# what would my leos produce?



## amyloveys (Jan 12, 2008)

i have two leos at the moment but plan for two more but im just wondering what they would produce as i have only choose them by appearance! i have or will have

a male midnight blizzard
female tangerine hypo
female mack snow het patternless
female chocolate tremper albino


thanks!


----------



## MrMike (Jun 28, 2008)

amyloveys said:


> i have two leos at the moment but plan for two more but im just wondering what they would produce as i have only choose them by appearance! i have or will have
> 
> a male midnight blizzard
> female tangerine hypo
> ...


Midnight blizzard is just a phase of blizzzard, possible created by incubating at low temps, same for the chocolate T__albino. Where dominant morphs are concerned I will give both versions (homozygous and heterozygous)

=================================

Blizzard x Tang hypo (Heterozygous hypo) will give 50% Hypo, 50% normal.
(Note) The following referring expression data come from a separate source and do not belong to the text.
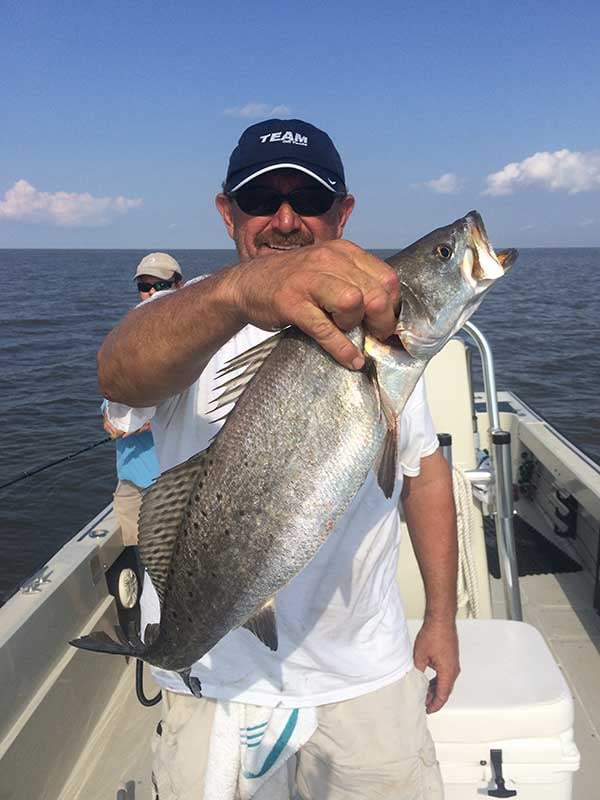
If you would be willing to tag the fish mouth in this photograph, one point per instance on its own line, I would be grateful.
(481, 264)
(480, 267)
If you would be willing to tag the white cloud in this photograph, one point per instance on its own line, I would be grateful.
(23, 202)
(255, 110)
(570, 171)
(448, 183)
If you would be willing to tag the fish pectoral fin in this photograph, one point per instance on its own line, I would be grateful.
(191, 682)
(151, 633)
(263, 624)
(163, 507)
(387, 461)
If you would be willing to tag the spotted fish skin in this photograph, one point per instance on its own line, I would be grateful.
(223, 532)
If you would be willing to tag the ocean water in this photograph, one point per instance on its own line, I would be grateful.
(56, 306)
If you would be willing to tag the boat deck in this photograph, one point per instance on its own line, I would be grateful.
(560, 607)
(118, 756)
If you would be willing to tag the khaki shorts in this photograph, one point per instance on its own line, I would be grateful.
(127, 500)
(375, 747)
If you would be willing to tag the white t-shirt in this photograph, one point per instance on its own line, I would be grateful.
(341, 626)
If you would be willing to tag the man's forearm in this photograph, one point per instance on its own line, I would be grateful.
(430, 514)
(161, 347)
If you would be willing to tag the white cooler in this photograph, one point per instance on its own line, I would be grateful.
(510, 698)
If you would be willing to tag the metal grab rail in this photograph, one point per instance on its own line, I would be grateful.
(500, 459)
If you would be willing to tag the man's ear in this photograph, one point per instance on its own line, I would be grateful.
(345, 209)
(224, 207)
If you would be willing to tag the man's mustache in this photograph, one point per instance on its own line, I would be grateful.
(294, 239)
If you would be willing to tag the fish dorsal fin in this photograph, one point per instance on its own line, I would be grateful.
(161, 515)
(263, 624)
(255, 354)
(387, 461)
(250, 361)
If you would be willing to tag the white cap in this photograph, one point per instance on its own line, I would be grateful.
(161, 265)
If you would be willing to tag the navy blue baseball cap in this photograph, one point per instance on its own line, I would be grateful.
(285, 144)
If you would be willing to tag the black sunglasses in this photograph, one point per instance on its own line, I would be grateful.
(159, 286)
(262, 201)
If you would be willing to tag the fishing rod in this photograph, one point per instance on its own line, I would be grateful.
(29, 473)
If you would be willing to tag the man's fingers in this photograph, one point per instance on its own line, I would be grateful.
(317, 325)
(380, 316)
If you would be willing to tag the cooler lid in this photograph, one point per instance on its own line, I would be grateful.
(509, 686)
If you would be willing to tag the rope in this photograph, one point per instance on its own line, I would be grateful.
(468, 592)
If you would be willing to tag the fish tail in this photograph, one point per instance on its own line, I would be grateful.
(101, 642)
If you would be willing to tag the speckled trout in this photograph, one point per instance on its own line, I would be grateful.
(223, 532)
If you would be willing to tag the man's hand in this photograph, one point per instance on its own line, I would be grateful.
(436, 646)
(324, 290)
(117, 433)
(114, 433)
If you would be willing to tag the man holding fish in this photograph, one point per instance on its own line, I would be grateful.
(272, 552)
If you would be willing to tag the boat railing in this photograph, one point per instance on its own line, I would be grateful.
(496, 484)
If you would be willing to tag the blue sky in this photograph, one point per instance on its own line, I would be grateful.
(118, 118)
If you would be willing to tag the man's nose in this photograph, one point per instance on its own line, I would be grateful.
(285, 219)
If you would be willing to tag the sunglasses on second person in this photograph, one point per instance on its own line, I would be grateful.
(263, 201)
(159, 286)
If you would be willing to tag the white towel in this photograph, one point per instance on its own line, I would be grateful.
(249, 747)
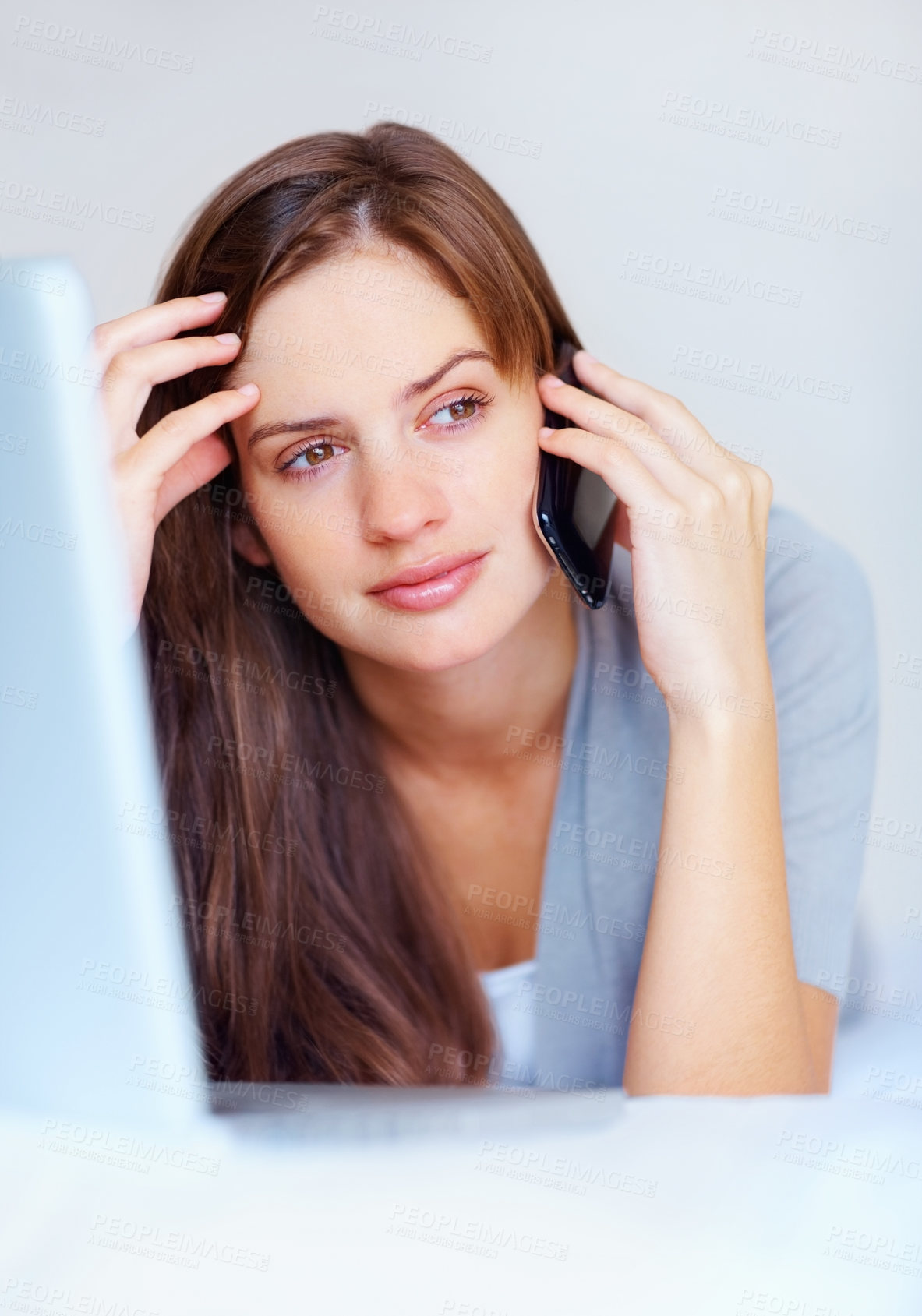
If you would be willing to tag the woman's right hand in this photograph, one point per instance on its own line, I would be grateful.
(181, 452)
All offspring will be het blizzard and may show varying amounts of tangerine

Blizzard x Tang hypo (Homozygous hypo) will give 100% Hypo. All offspring will be het blizzard and may show varying amounts of tangerine.

===============================

Blizzard x Mack snow het patternless will give 50% Mack snow, 50% normal. All offspring will be het blizzard and 50% het patternless

================================

Blizzard x T_albino will give will give 100% Normals het blizzard and T_albino (or het blazing blizzard)


----------



## amyloveys (Jan 12, 2008)

brilliant! i already have the mack snow het patternless and the tangerine hypo so is there another female and a male you would recommended getting to get more morphs produced from them?
i just choose blizzard and chocolate albino as i like them :blush:


----------



## amyloveys (Jan 12, 2008)

anybody ? i might buy a patternless tomorrow but would it be worth it?


----------



## amyloveys (Jan 12, 2008)

wat about ,

females - tangerine hypo, mack snow het patternless and a patternless

male - midnight blizzard

is that any better?

sorry to be such a pain i just want to breed some babies that will sell rather than breeding normals !


----------



## MrMike (Jun 28, 2008)

Right, well the Blizzard male will only produce het blizzards unless paired with another blizzard/het blizzard. If you want non-normal in the first generation, you need to have ether a blizzard carrier or either codom (eg mack snow, giant) or dominant morphs (eg hypo, enigma)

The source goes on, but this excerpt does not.